Volvimos a cruzar un sinfín de puertas. En sordina oí los gritos de lo que deduje eran personas excitadas, tal vez aplaudiendo algo que confusamente podía imaginar. A mi lado el árabe era otra vez una sombra servicial y sin rostro. Al llegar a la última puerta le di unas monedas. Escupió apresuradamente unas palabras de agradecimiento y cerró. Entonces me di cuenta de que no estaba en el callejón sino en una especie de almacén industrial, enorme y vetusto, al que le faltaba un pedazo de techo por el cual se podían ver las estrellas.

Retrocedí tanteando en la oscuridad, pero no pude volver a encontrar la puerta. ¿En dónde demonios me había metido? No lo sabía.

El almacén parecía fijo en un instante de su propia destrucción. Al encender una cerilla lo único que iluminé con claridad fue mi mano, demasiado pálida, demasiado segura para mi gusto. En el ambiente flotaba algo que no hacía presagiar nada tranquilizador. Di unos pasos desconfiados, explorando el terreno. En algún lugar tenía que estar la salida.

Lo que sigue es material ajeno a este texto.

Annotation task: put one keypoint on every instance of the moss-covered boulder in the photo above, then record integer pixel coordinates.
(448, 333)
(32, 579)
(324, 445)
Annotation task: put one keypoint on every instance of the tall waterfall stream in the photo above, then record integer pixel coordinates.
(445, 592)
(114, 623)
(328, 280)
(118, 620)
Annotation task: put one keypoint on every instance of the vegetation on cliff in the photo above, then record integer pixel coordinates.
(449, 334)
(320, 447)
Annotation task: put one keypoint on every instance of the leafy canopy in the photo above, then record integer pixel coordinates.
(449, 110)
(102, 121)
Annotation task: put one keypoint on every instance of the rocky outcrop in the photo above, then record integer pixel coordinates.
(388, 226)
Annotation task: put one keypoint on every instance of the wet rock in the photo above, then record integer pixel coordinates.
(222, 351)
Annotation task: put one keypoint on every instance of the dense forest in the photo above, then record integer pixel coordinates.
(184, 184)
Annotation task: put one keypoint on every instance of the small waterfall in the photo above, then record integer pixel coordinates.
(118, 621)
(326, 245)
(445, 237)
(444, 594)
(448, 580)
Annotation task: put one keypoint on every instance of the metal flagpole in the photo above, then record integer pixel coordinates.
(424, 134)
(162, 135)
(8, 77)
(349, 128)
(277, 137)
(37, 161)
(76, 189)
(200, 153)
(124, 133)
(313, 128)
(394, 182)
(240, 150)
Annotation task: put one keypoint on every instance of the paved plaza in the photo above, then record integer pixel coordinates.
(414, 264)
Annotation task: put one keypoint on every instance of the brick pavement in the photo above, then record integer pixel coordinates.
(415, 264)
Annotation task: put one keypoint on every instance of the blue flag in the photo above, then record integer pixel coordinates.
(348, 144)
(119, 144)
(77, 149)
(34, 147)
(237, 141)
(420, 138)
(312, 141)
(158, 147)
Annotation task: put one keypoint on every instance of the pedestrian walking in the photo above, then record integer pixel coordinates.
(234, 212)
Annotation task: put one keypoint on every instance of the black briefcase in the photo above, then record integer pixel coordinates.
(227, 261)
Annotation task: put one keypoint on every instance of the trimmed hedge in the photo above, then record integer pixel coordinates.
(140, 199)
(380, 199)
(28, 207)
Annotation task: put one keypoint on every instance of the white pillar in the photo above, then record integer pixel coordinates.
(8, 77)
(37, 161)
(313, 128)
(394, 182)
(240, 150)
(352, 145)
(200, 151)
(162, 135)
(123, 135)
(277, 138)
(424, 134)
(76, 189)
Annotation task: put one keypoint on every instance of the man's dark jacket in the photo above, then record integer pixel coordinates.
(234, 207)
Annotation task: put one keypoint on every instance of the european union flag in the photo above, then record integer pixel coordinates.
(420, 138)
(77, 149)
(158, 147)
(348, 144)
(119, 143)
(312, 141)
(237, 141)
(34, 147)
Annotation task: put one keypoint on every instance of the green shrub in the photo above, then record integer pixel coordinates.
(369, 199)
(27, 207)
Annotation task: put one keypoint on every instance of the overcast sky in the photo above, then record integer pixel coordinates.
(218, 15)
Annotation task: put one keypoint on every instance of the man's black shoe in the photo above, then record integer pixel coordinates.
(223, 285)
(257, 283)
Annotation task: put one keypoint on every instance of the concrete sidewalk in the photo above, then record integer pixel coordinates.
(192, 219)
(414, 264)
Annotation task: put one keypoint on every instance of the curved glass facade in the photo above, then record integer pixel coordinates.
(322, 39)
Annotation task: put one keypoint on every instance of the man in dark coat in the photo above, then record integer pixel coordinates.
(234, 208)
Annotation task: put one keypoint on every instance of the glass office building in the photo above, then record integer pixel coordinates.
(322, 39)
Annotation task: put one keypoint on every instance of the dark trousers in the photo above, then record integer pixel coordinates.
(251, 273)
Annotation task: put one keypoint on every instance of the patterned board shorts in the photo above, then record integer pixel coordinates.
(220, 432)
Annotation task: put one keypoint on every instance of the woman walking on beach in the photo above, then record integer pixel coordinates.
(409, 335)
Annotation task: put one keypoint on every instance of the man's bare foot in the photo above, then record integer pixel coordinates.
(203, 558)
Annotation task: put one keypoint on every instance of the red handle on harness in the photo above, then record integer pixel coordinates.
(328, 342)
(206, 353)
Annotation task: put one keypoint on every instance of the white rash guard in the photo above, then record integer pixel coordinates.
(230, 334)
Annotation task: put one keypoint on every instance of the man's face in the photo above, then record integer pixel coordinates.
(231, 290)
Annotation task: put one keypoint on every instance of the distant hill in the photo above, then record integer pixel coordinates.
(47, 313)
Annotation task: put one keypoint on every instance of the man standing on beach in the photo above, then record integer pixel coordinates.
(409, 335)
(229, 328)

La cerilla se apagó y encendí otra; pude distinguir entonces, en el fondo del almacén, una máquina de hierro similar a un molino, de unos tres metros de alto y provista de aspas inverosímiles; a su alrededor se alzaban otros ingenios de metal, oxidados, inconmovibles. Aquello indudablemente era un almacén de trastos inútiles, pero no pude discernir la naturaleza ni la utilidad que éstos hubieran podido tener. Con dificultad creí reconocer, aunque completamente deformados por el paso del tiempo, algunos objetos de uso doméstico. Poco a poco mis pasos se hicieron menos vacilantes. Los trastos, pese al abandono, estaban amontonados con un cierto orden que permitía circular a través de ellos por pasillos estrechos, entre hileras de viejas cocinas de campo y tablas de planchar metálicas, grandes jarrones de bronce y arcones de maderas podridas. Al cabo de un rato descubrí que todos los pasillos convergían en el centro. Allí, por el contrario, los objetos, además de escasear, estaban esparcidos de cualquier manera, dejando un espacio amplio desde donde, con una buena iluminación, se podía dominar el resto del almacén.